Greek for ‘said only once’. Hapax legomena are words with the lowest possible frequency, i.e. words that occur only once (in a given corpus). They are employed in studies of productivity and correlate with the number of → neologisms.

Lemmatization

A process which connects all the inflectional variants (e.g. sings, singing) of a word to their respective lemmas or citation form (SING). This approach is also used in dictionaries.

Metacharacter

A metacharacter is used in → regular expressions. Metacharacters are one or more special characters that have a unique meaning in a search string and are not used in their literal interpretation in the search expression (e.g. ? = zero or one arbitrary character).

Metadata

Data that provide information about the raw data in a corpus. They usually include descriptions about the content, the authors/speakers or the time of creation of the raw data.

Neologism

A newly coined word at a given time.

Normalization

A process that adapts spelling variants to their standard form. Normalization is often used for e.g. spoken language data where pronunciations (and thus the form of the transcribed words) will vary.

Parsing

A type of linguistic → annotation. Parsing goes beyond the word level and is a form of annotation of higher-level syntactic relationships.

POS-tagging

A type of linguistic → annotation. POS (short for part-of-speech) tags are used to give information about the word class of the items they are attached to.

Productivity

A term used in word-formation. It refers to the ability of an affix to coin new complex words. It can be measured e.g. by looking at → hapax legomena.

Regular expression

Also called regex or grep. It is a systematic formal notation for searching and analysing text files. It describes a search pattern in an underspecified way and uses → metacharacters.

Relative frequency

Also called normalized frequency. Relative frequencies calculate how often a linguistic item appears per x words of running text. Relative frequencies assume a ‘base of normalization’ which is normally one million words.

Representativeness

A → corpus can be called representative if its findings can be generalized to the larger population (i.e. language or language variety) it is supposed to represent. As such it is connected to how → balanced a corpus is.

Sampling

A method to select equal amounts of text in a → corpus. A corpus is a sample of a much larger population (i.e. language or language variety). Sampling is a way to ensure → representativeness.

Specialized corpus

A type of → corpus that aims at representing a certain variety of language and focusses on domain- or genre-specific language data.

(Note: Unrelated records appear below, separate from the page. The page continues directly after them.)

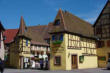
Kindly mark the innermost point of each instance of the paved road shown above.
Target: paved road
(98, 70)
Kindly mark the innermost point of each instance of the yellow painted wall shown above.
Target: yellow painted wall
(58, 51)
(16, 52)
(103, 52)
(89, 61)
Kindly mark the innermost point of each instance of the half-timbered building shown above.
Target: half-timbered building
(25, 44)
(72, 43)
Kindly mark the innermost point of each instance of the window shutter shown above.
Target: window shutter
(53, 37)
(61, 37)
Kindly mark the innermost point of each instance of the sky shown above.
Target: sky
(42, 12)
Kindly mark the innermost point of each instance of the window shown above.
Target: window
(26, 42)
(57, 37)
(100, 44)
(57, 60)
(57, 22)
(98, 30)
(61, 37)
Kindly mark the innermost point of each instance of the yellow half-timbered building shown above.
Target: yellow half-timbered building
(72, 43)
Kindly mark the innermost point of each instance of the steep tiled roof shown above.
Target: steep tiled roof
(104, 17)
(10, 35)
(73, 24)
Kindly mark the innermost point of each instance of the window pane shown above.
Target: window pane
(61, 37)
(57, 60)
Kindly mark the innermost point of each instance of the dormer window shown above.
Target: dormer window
(57, 22)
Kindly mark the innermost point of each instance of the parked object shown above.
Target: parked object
(41, 64)
(37, 65)
(108, 64)
(33, 64)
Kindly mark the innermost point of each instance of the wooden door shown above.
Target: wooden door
(74, 61)
(108, 55)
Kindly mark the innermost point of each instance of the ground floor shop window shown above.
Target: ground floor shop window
(102, 58)
(57, 60)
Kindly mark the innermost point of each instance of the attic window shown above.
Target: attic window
(57, 22)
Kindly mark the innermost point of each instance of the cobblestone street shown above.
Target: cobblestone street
(98, 70)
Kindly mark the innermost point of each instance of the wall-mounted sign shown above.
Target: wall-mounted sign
(102, 58)
(81, 59)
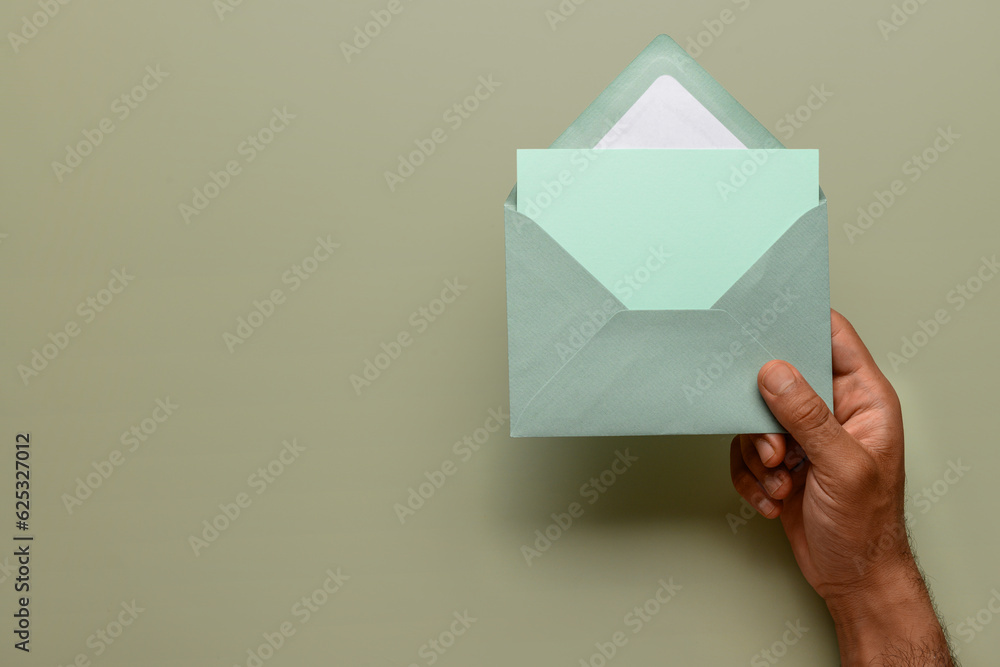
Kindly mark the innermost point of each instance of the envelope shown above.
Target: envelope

An example for a specialized corpus is the TIMES corpus. A specialized corpus is the opposite of a → generalized corpus.

Static corpus

Also called → sample corpus. A static corpus collects linguistic data over a given time frame. After completion the → corpus is not updated any further. An example for a static corpus is the BNC. The opposite of a static corpus is a → dynamic monitor corpus.

Tagset

A tagset is a list of all the word class labels (i.e. → POS tags) that were used in → annotating a → corpus.

Tokens

The overall number of linguistic items that occur in a → corpus.

Types

Number of unique linguistic items in a → corpus.

Type/Token ratio

The relationship of → types and → tokens in a given text. The ratio is an indicator of how varied a vocabulary is. The higher the ratio the more varied the vocabulary.

Treebank

A representation format in → parsing. The term is coined by Geoffrey Leech as this format employs tree structures to represent grammatical analyses.